# Forum Youngblood & Manual??



## bubbachubba340 (Feb 10, 2009)

Youngblood is a bit stiffer and the manual is more of a noodle.


----------



## DiscoStu (Jul 2, 2009)

I demoed the youngblood (really briefly) a few weeks back, found it pretty stiff, not what i'd want for a park board.
Not sure how i feel about the graphics either, were pretty.. hectic


----------



## jimster716 (Feb 11, 2009)

You're starting to post like jibkingj. Start one thread about certain boards and then start a whole new one with another selection of boards. Get a Lamar board and call it a day cuz we obviously can't help you.


----------



## LTshredTN (Apr 14, 2009)

jimster716 said:


> You're starting to post like jibkingj. Start one thread about certain boards and then start a whole new one with another selection of boards. Get a Lamar board and call it a day cuz we obviously can't help you.

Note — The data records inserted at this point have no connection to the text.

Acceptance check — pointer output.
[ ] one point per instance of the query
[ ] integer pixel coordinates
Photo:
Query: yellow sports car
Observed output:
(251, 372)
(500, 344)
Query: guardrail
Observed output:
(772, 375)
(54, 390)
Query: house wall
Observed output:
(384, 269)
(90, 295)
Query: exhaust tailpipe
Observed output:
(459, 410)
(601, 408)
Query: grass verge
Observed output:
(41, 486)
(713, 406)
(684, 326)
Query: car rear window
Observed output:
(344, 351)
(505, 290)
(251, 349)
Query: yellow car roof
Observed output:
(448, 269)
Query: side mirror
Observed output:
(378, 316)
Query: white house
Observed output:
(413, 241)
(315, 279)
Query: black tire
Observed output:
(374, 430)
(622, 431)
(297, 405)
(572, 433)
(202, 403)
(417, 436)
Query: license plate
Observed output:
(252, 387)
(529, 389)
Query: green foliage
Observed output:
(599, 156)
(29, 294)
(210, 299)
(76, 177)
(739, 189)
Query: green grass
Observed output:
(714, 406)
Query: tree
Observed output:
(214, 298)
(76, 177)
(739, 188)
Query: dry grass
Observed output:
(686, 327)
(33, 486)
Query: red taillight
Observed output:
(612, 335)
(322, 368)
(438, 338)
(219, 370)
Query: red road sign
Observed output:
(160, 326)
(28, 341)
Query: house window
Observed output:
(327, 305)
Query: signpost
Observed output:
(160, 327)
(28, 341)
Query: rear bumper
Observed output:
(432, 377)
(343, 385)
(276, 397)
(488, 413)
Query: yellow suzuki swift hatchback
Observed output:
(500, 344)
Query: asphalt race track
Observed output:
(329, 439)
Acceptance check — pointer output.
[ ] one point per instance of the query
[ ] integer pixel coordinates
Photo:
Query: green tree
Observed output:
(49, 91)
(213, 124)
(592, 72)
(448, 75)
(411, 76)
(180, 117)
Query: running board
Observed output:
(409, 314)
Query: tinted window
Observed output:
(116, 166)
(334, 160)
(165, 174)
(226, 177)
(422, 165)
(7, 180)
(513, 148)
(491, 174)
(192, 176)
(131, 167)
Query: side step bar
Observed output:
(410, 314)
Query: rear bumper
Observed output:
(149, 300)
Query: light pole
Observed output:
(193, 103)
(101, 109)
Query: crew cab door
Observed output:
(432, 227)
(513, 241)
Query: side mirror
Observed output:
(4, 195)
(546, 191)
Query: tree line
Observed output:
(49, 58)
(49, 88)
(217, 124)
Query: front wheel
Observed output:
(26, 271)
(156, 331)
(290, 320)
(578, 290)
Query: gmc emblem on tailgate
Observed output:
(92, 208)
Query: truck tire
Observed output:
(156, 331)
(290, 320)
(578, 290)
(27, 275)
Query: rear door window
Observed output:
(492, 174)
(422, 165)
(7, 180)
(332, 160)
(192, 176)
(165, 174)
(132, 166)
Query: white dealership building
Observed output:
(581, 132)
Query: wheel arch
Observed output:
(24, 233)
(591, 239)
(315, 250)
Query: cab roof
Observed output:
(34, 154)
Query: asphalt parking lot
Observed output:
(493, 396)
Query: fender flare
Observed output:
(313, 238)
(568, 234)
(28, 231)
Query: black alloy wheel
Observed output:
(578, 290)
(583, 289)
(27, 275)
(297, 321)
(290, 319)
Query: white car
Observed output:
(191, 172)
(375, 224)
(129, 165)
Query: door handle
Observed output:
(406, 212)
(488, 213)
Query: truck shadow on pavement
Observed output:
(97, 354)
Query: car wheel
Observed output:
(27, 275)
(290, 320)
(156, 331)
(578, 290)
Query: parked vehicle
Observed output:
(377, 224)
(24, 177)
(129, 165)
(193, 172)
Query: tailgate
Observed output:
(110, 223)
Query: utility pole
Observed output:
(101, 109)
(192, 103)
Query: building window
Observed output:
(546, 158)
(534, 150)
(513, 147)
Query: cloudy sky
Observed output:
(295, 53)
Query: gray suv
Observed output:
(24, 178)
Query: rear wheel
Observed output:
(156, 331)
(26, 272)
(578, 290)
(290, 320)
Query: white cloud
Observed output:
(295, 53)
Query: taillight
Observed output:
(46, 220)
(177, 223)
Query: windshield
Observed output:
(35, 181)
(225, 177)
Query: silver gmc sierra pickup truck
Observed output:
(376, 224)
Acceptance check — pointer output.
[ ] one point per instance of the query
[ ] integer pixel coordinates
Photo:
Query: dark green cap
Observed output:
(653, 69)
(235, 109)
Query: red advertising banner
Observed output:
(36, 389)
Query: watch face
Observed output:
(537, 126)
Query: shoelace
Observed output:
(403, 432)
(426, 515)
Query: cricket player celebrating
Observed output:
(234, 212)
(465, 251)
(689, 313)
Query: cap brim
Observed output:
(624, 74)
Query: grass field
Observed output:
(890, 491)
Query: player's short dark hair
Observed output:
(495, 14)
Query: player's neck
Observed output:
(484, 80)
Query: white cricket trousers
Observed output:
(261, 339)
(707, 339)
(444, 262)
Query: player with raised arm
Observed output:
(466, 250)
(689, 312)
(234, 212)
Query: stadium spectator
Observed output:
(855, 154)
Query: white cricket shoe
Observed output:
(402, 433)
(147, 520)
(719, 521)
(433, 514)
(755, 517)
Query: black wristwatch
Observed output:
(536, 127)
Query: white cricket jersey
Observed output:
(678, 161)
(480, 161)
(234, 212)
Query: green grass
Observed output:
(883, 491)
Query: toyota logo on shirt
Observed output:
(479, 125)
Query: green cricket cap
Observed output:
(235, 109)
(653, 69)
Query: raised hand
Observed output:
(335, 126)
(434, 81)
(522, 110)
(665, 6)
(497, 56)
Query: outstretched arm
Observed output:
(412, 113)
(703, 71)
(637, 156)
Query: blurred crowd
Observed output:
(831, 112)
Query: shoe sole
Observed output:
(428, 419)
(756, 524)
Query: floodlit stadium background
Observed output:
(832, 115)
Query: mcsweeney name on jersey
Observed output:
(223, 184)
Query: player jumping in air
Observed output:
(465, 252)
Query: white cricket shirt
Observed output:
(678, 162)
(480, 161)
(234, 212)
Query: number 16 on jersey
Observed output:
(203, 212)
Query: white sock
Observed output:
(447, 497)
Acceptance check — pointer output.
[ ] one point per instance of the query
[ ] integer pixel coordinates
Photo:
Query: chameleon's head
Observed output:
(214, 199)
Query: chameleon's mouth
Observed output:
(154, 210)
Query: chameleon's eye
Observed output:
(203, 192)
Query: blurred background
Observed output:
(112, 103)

man im a "newbie" on here...cut me some slack! lol im just trying to learn all i can about boards & there differences here, cause here in the southeast we dont have all the info & boardtime the midwest crew has! hell ill buy 3 or 4 boards if i have too...haha


----------



## jimster716 (Feb 11, 2009)

LTshredTN said:


> man im a "newbie" on here...cut me some slack! lol im just trying to learn all i can about boards & there differences here, cause here in the southeast we dont have all the info & boardtime the midwest crew has! hell ill buy 3 or 4 boards if i have too...haha


WOW!!! That is exactly what jibkingj would say. Can we get an IP check up in here?


----------